Nachdem wir den Eingang in die Scubar passiert hatten fanden wir einen recht guten Dj, einen Billardtisch und gähnende Leere vor, jedoch zeigte sich bereits eine Stunde später der ganze Laden in einem völlig anderem Licht: Aus der zuvor ruhigen Bar wurde plötzlich ein gut gefüllter Club mit Tanzfläche, der Billardtisch verschwand und die Leute die zuvor noch recht träge ihre Kugeln versenkt hatten, bewegten sich nun im Rhythmus zu den neuesten House Beats.
Somit wurde der anfangs so langweilige Abend dann doch noch recht witzig und ich durfte bzw. musste auch schon nach kurzer Zeit mit der australischen Offenheit Bekanntschaft machen. Ein absolut abstoßender Kerl im Strickpullover mit Elchmotiv wollte einfach nicht verstehen, dass ich nicht mit ihm tanzen wollte und riss mich wie ein wild gewordenes Schwein hin und her. Zu allem Überfluss bedankte er sich dann lächerlicher Weise noch für den Tanz und gab mir einen Kuss auf die Wange. Auch meine Freundinnen durften miterleben mit welchen Erwartungen die Männer in solche Backpackerläden kommen. Frischfleisch: leicht zu haben und schon bald nicht mehr in der gleichen Stadt und somit ein bisschen Spaß ohne unerwünschte Folgen.

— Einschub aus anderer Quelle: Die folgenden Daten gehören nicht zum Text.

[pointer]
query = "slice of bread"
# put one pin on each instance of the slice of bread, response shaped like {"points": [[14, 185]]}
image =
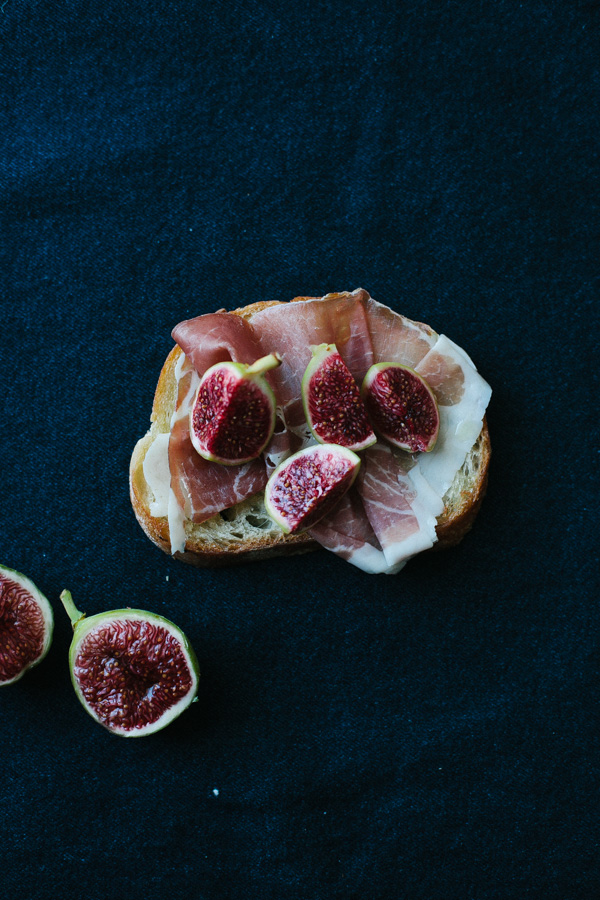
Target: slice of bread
{"points": [[245, 532]]}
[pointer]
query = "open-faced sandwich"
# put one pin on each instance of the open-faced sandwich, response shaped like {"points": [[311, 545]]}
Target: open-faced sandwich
{"points": [[334, 422]]}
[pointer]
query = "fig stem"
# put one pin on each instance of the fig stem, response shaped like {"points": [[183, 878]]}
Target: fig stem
{"points": [[74, 614], [264, 364]]}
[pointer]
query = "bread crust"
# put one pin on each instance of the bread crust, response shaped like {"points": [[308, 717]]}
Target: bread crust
{"points": [[202, 549]]}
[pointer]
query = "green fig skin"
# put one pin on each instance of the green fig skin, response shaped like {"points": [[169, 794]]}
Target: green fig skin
{"points": [[47, 614], [353, 418], [245, 375], [294, 522], [83, 626], [389, 424]]}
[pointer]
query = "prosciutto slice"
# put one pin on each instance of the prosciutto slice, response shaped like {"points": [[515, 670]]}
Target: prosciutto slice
{"points": [[290, 329], [400, 505], [216, 337], [347, 532], [395, 338], [200, 489]]}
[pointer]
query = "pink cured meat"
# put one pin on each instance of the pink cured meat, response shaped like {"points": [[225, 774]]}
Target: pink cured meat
{"points": [[203, 488], [290, 329], [216, 337], [396, 338], [347, 532]]}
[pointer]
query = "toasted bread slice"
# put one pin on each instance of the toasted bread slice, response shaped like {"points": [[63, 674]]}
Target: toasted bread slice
{"points": [[245, 532]]}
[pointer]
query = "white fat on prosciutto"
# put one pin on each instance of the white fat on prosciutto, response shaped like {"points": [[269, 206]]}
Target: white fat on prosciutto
{"points": [[462, 396], [347, 532], [401, 506]]}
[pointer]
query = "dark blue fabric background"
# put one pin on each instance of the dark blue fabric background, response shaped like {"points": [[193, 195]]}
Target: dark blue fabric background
{"points": [[432, 735]]}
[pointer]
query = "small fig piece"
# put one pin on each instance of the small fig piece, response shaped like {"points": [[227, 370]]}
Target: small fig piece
{"points": [[307, 485], [401, 406], [133, 671], [26, 624], [333, 406], [232, 417]]}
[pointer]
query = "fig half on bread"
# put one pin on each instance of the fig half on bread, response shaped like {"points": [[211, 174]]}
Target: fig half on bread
{"points": [[244, 531]]}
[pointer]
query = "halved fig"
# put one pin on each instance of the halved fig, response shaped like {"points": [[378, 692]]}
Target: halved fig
{"points": [[308, 485], [332, 403], [401, 406], [133, 671], [26, 624], [233, 414]]}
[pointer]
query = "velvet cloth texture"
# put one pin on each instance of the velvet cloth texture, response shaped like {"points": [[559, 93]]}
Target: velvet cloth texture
{"points": [[429, 735]]}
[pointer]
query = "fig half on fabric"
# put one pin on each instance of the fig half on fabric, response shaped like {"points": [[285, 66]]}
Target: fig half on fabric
{"points": [[401, 406], [133, 671], [26, 625]]}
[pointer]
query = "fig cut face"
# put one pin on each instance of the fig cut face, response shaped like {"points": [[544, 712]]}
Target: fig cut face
{"points": [[401, 407], [133, 671], [308, 485], [232, 417], [332, 402], [26, 625]]}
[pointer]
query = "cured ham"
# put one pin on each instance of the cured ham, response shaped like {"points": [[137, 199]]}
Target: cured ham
{"points": [[391, 512], [199, 488], [395, 338], [290, 329], [216, 337], [347, 532], [400, 505]]}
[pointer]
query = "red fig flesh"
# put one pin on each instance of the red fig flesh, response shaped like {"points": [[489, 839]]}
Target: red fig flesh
{"points": [[133, 671], [401, 406], [26, 624], [333, 406], [233, 414], [308, 485]]}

Da der Alkohol in Australien sehr teuer ist und wir auch keine Zeit mehr hatten im Hostel etwas vorzutrinken, durften wir das peinliche Flirtverhalten der Australier in absolut nüchternem Zustand erleben. Um halb drei war dann völlig unerwartet die Party zu Ende. Eine Putzkolonne fing so penetrant an zu putzen, dass selbst der Partywütigste mit dem Wischmob zwischen den Beinen nicht standhalten konnte und den Laden verlies. Mittlerweile konnte ich auch verstehen, weshalb alle immer schon so früh losgingen um zu feiern und am nächsten Tag verhältnismäßig früh wieder auf den Beinen waren. In Australien ist es normal, dass alle Clubs zwischen 2 und 3 Uhr Nachts schließen.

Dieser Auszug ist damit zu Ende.